“Still standing — twice,” the mother of an almost-1 year old reported recently. The grandmother inquires regularly as to his latest accomplishments and is used to the mother reporting all sorts of changes that mark his passage from infancy to childhood. She has become accustomed to his continual motion, so suddenly she finds it bewildering to hear that he had stopped moving forward.
“What do you mean?” she asks.
This particular baby had already breezed through rolling over, sitting, crawling, and standing. Locomotion (on two feet) had completely stopped. Yet, both the mother and the grandmother knew that one of these days the baby would suddenly find himself upright (with no one or nothing to lean on), he would step up to the challenge. This temporary stillness reminded me of my own need to take a little break before taking on something challenging.
Thinking about the phrase “still standing” offers a different view. It conveys the tenacity, determination, and endurance used in the struggle of life. Sometimes it’s a physical or mental challenge from which one emerges victorious and the obvious answer to the never-ending inquiry “How are you doing?” There are always some variations on the still-standing theme — still breathing or still kicking.

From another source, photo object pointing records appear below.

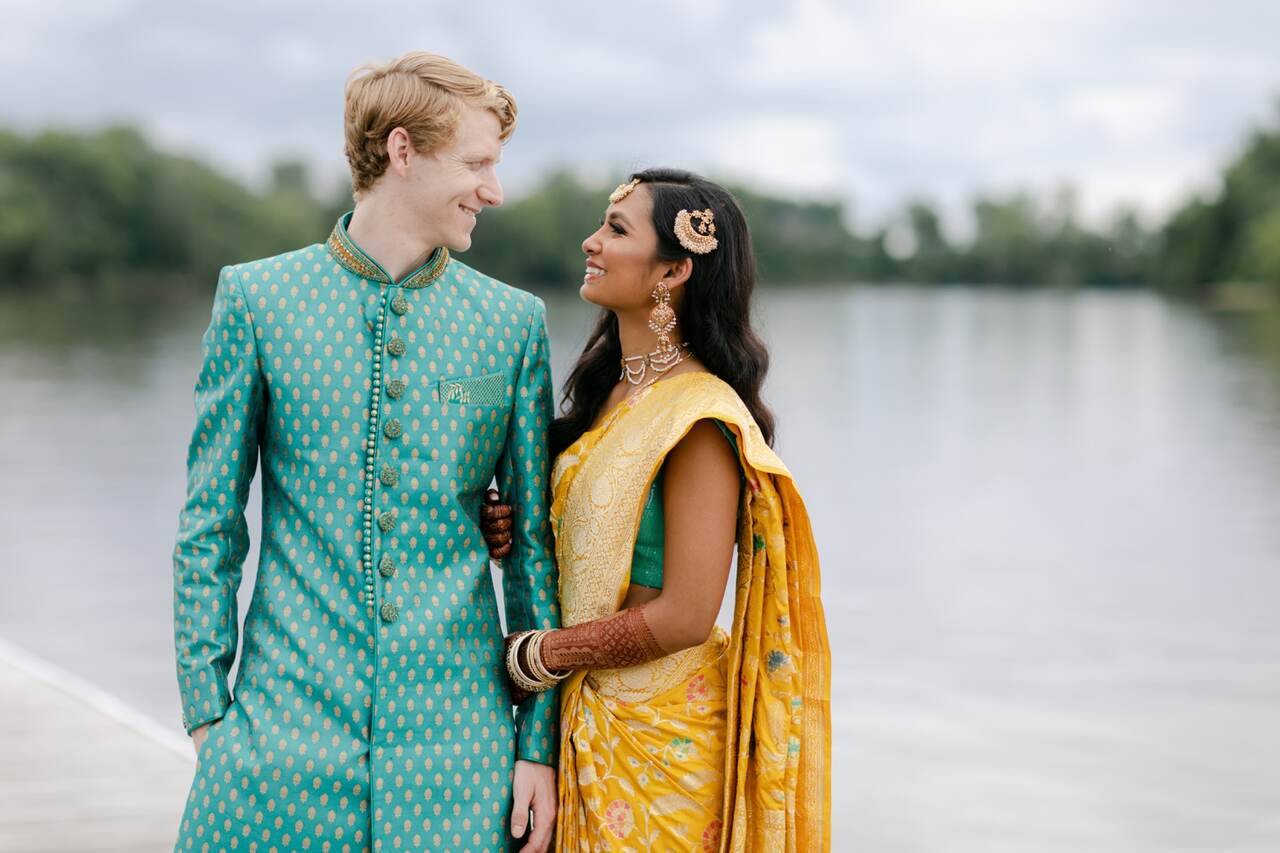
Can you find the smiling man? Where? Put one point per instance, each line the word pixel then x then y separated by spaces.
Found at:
pixel 384 384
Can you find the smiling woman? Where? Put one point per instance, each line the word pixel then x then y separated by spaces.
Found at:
pixel 675 735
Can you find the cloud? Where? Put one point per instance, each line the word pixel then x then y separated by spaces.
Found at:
pixel 865 101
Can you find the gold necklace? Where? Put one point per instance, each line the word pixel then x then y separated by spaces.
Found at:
pixel 659 361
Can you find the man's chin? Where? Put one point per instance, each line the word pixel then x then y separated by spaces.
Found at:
pixel 458 242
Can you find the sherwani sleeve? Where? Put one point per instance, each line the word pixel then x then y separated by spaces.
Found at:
pixel 213 536
pixel 529 578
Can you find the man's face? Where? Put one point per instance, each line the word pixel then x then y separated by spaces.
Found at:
pixel 451 186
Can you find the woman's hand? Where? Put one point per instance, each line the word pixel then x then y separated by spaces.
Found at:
pixel 496 525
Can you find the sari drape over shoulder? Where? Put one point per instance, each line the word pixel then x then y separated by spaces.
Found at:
pixel 725 746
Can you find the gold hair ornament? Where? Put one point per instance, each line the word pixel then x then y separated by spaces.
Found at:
pixel 624 190
pixel 699 238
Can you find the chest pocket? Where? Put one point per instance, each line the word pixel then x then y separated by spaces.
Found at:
pixel 485 389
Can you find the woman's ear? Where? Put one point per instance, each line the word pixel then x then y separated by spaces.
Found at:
pixel 679 272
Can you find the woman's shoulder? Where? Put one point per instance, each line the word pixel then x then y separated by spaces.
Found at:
pixel 699 395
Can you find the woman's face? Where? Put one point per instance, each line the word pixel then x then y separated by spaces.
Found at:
pixel 622 263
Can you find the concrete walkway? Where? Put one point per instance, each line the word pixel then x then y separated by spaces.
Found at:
pixel 80 772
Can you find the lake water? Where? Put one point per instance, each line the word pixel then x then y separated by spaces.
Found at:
pixel 1050 528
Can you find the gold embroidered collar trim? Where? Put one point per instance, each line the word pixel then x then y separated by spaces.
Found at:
pixel 353 259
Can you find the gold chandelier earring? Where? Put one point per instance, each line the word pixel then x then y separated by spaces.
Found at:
pixel 667 355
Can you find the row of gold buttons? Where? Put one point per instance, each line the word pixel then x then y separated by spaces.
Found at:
pixel 392 429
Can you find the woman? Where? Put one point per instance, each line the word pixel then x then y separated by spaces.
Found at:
pixel 672 734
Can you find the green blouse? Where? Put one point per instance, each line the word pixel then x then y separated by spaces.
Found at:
pixel 647 559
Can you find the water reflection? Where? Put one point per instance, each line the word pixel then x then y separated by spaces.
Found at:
pixel 1050 525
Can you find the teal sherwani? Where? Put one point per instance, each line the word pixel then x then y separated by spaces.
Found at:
pixel 371 708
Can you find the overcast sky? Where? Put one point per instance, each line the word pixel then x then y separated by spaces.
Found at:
pixel 865 103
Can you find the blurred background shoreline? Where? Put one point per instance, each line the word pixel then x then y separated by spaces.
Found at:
pixel 106 211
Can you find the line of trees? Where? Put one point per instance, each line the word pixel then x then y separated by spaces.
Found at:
pixel 108 206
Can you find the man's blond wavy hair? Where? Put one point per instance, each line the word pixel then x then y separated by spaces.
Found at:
pixel 423 94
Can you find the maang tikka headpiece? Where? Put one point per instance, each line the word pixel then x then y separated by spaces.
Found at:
pixel 699 238
pixel 624 190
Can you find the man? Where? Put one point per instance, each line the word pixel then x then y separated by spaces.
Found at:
pixel 384 384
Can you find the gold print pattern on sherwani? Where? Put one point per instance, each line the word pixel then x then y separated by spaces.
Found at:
pixel 360 728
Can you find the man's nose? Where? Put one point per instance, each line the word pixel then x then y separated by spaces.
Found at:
pixel 490 191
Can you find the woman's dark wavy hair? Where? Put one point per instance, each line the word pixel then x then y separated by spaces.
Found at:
pixel 714 316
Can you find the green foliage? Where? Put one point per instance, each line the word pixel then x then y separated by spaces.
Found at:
pixel 1234 237
pixel 106 206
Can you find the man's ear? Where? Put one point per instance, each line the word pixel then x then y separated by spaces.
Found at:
pixel 400 150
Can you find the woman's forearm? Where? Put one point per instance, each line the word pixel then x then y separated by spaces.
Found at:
pixel 613 642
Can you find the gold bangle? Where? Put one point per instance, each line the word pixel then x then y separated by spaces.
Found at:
pixel 513 669
pixel 536 667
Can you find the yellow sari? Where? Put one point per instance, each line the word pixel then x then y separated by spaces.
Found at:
pixel 725 746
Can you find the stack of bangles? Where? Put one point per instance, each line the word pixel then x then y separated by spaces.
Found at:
pixel 529 673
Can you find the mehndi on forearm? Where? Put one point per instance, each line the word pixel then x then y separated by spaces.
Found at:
pixel 613 642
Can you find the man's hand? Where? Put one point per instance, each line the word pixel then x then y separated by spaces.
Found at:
pixel 496 525
pixel 197 737
pixel 534 789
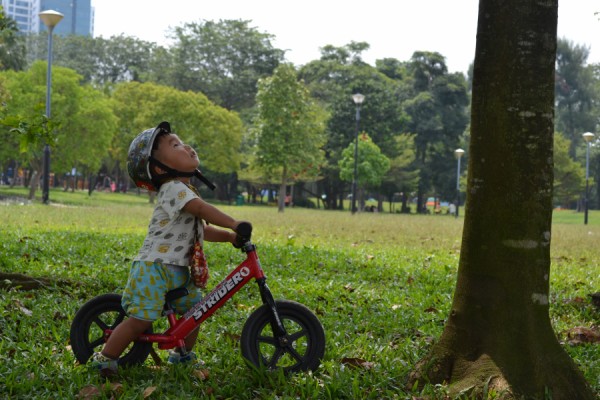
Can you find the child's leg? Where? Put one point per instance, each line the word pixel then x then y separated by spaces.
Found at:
pixel 123 335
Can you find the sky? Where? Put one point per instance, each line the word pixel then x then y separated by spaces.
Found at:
pixel 393 28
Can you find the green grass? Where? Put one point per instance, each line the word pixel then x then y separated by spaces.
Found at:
pixel 381 285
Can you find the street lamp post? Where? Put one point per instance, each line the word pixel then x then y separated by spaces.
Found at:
pixel 588 137
pixel 458 153
pixel 358 100
pixel 50 18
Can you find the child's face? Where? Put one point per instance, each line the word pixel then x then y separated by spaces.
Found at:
pixel 172 152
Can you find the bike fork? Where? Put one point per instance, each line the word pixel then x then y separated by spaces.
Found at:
pixel 267 298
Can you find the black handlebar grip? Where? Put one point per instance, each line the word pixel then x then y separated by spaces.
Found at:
pixel 244 229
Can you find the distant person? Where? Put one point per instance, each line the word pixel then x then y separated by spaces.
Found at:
pixel 451 209
pixel 159 161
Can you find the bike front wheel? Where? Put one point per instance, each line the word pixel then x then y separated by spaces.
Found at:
pixel 89 326
pixel 303 347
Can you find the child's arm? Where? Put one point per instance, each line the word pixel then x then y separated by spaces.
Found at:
pixel 212 234
pixel 210 214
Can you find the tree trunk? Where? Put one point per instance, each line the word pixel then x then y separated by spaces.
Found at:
pixel 33 184
pixel 498 334
pixel 282 191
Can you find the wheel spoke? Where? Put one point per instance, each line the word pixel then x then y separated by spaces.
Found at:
pixel 101 324
pixel 97 342
pixel 295 336
pixel 279 352
pixel 267 339
pixel 119 319
pixel 292 351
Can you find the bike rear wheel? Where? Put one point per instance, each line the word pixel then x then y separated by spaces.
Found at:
pixel 87 330
pixel 301 350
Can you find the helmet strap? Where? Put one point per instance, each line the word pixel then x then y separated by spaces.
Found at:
pixel 157 179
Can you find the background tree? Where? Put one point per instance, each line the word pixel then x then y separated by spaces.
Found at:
pixel 12 45
pixel 575 94
pixel 569 175
pixel 372 165
pixel 289 128
pixel 102 61
pixel 403 177
pixel 214 132
pixel 224 60
pixel 438 117
pixel 498 334
pixel 76 108
pixel 332 80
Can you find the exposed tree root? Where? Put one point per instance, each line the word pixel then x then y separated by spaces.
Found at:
pixel 25 282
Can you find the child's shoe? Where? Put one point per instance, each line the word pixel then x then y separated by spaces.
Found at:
pixel 176 358
pixel 106 366
pixel 190 358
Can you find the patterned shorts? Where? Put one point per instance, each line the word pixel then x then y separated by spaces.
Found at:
pixel 144 295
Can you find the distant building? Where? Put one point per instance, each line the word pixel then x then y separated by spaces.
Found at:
pixel 78 20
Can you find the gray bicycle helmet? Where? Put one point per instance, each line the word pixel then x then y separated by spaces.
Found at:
pixel 140 160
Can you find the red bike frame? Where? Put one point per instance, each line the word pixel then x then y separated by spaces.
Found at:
pixel 179 328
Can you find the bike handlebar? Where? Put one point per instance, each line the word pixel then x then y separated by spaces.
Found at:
pixel 244 233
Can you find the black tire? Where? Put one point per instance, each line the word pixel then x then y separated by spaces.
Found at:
pixel 87 330
pixel 305 341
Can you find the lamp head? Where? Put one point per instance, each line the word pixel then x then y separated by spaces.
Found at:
pixel 358 98
pixel 50 18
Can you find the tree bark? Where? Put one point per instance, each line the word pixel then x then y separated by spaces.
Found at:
pixel 498 334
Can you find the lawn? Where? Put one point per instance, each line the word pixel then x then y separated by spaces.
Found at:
pixel 381 285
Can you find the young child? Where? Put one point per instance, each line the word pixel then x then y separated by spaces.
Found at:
pixel 159 161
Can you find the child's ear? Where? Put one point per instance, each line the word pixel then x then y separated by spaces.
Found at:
pixel 158 170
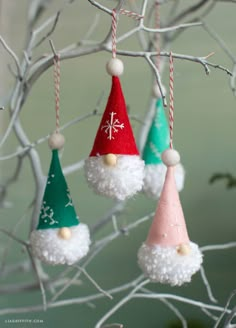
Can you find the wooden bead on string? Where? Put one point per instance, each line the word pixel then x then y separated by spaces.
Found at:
pixel 115 67
pixel 183 249
pixel 170 157
pixel 56 141
pixel 110 159
pixel 156 93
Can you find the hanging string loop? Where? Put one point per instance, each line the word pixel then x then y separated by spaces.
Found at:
pixel 171 104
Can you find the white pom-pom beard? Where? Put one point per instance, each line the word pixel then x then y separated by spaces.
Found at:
pixel 120 181
pixel 50 248
pixel 167 266
pixel 154 177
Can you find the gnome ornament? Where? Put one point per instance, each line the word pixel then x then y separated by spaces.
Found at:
pixel 114 167
pixel 60 238
pixel 168 256
pixel 157 141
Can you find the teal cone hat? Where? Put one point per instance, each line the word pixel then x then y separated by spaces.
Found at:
pixel 158 136
pixel 158 140
pixel 57 210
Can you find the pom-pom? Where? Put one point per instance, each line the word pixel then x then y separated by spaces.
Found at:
pixel 154 177
pixel 115 67
pixel 121 181
pixel 110 159
pixel 56 141
pixel 51 249
pixel 170 157
pixel 64 233
pixel 167 266
pixel 156 91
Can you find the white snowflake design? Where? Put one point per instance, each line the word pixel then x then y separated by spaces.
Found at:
pixel 69 199
pixel 112 126
pixel 47 213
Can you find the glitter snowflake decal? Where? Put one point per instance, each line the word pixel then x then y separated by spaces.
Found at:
pixel 47 213
pixel 112 126
pixel 69 199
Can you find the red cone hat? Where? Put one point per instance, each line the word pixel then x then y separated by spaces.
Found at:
pixel 168 227
pixel 115 135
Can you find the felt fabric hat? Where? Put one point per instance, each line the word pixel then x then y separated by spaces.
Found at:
pixel 168 256
pixel 60 238
pixel 158 138
pixel 168 227
pixel 57 209
pixel 115 135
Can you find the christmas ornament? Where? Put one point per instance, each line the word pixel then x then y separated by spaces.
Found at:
pixel 114 167
pixel 158 141
pixel 158 138
pixel 168 256
pixel 60 238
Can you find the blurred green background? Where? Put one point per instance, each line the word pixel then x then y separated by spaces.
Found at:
pixel 204 134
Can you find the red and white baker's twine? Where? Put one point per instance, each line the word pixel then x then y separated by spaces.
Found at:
pixel 171 108
pixel 157 36
pixel 114 25
pixel 57 76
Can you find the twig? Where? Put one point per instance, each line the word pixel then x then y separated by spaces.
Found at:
pixel 207 285
pixel 13 55
pixel 51 30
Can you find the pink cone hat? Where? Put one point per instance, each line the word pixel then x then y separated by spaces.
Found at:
pixel 168 227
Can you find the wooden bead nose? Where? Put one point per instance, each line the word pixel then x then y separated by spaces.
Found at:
pixel 184 249
pixel 64 233
pixel 110 159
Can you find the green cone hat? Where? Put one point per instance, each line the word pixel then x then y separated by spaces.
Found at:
pixel 57 210
pixel 158 136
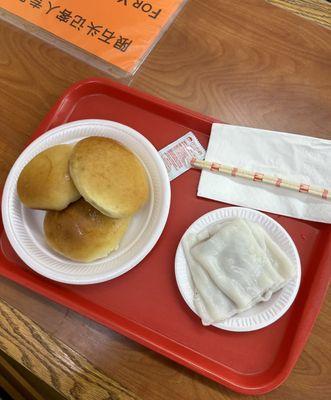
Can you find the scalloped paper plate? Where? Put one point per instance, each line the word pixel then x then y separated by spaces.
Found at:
pixel 264 313
pixel 24 227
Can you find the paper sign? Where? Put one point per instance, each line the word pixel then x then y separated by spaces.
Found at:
pixel 119 31
pixel 177 155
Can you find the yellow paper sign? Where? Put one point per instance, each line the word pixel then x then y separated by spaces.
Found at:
pixel 119 31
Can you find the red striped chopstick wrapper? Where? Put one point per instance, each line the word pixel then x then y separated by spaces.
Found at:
pixel 262 178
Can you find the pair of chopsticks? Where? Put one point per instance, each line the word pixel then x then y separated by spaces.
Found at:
pixel 262 178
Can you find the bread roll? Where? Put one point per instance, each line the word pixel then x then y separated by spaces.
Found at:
pixel 82 233
pixel 109 176
pixel 45 182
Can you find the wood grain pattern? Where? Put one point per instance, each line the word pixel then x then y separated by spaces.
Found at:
pixel 247 63
pixel 60 366
pixel 318 11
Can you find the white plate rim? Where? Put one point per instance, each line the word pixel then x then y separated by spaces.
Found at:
pixel 219 215
pixel 72 279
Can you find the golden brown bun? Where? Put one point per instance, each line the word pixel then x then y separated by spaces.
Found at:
pixel 82 233
pixel 109 176
pixel 45 182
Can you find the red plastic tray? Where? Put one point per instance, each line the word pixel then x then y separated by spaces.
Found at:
pixel 145 304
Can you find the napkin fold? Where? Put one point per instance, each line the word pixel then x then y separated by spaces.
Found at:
pixel 297 158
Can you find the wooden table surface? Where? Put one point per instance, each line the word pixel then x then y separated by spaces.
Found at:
pixel 245 62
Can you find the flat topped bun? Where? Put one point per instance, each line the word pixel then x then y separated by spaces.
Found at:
pixel 82 233
pixel 109 176
pixel 45 182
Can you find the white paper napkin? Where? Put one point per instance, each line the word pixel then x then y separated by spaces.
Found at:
pixel 297 158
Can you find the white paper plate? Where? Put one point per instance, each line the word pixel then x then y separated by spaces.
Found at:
pixel 24 227
pixel 264 313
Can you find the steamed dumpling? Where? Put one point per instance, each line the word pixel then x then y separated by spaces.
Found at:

As most of us move through life, the longer we’re around, the more often we list our daily accomplishments with almost as much pride as the mother of an infant taking first steps. “Still standing” might top the list of those of us who have been sick or handled a family or work crisis. If we reverse that once in a while to saying we are just “standing still” it might explain the sudden sluggishness or lack of forward progress all of us experience once in a while.
The beginning of a new year often starts out like those early months of infancy. Some of us take on so many new challenges that often we put on the skids. There seems to be an intense need to take a little step back and observe.
Oh, we’re still standing, all right — standing still for just a minute.